Para a investigação, feita em parceria com especialistas da Universidade de MontPellier, na França, foram recrutados 2.253 adultos, com 30 a 70 anos, que responderam a um questionário com perguntas relacionadas à idade que eles acreditavam ter. Em seguida, os cientistas realizaram testes de análise do DNA e do perfil inflamatório a fim de avaliar a idade biológica dos participantes. A comparação dos dados mostrou que os indivíduos que se sentiam mais velhos do que a idade cronológica que tinham eram biologicamente mais velhos.
Antonio Terraciano pondera que mais pesquisas precisam ser conduzidas para entender os fatores relacionados à relação observada no estudo. Ele acredita que os dados atuais devem ser considerados por outros investigadores do tema. “Essa percepção pessoal de envelhecimento pode ter uma influência na idade biológica junto com fatores como condições socioeconômicas, comportamentos de saúde, características psicológicas e vulnerabilidades genéticas. Seria interessante incluir uma pergunta sobre a idade subjetiva em encontros médicos e observar o efeito das respostas dos pacientes com seus perfis clínicos”, sugere.

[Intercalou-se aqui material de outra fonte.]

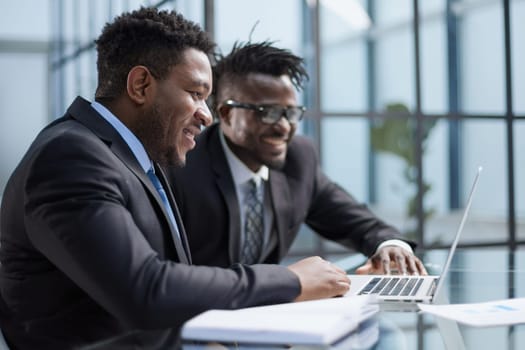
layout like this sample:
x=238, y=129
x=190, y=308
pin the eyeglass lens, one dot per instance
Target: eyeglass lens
x=272, y=114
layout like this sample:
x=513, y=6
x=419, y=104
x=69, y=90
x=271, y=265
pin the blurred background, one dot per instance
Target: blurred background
x=406, y=99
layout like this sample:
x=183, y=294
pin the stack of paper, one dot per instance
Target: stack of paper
x=492, y=313
x=319, y=322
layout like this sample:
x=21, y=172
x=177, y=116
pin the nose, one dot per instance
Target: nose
x=283, y=124
x=203, y=114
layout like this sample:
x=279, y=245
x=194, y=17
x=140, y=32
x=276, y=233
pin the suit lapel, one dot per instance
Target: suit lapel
x=226, y=185
x=81, y=110
x=281, y=206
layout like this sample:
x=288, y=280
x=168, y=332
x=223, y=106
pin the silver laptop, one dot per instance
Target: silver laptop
x=403, y=290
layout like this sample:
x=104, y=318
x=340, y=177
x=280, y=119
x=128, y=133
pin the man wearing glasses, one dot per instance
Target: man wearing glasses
x=257, y=182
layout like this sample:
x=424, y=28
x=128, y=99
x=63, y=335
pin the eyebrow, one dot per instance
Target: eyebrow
x=201, y=83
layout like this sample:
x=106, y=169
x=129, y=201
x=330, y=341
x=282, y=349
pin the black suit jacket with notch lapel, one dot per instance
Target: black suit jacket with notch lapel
x=87, y=253
x=300, y=193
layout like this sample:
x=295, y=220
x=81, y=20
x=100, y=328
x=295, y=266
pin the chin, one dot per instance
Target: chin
x=275, y=163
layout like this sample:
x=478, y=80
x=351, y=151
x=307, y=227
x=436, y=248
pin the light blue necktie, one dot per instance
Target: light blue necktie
x=158, y=186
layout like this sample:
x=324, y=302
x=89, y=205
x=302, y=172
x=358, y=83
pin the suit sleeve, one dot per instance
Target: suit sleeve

Vladimir Melo, psicólogo, avalia que a pesquisa internacional é interessante, apesar de não apontar para a raiz da ligação entre a percepção da idade e o envelhecimento epigenético. “O estudo confirma teorias antigas que associam o que pensamos e sentimos com manifestações somáticas, propondo uma interação entre esses fatores. Contudo, não afirma que um causa o outro”, justifica. Melo também acredita que os dados podem ser aprofundados em estudos futuros. “É interessante observar essa subjetividade influenciando processos físicos, e vice-versa. É um tema relevante. Sendo assim, seria algo muito válido verificar mais a fundo essa relação entre aspectos subjetivos e epigenéticos do envelhecimento.”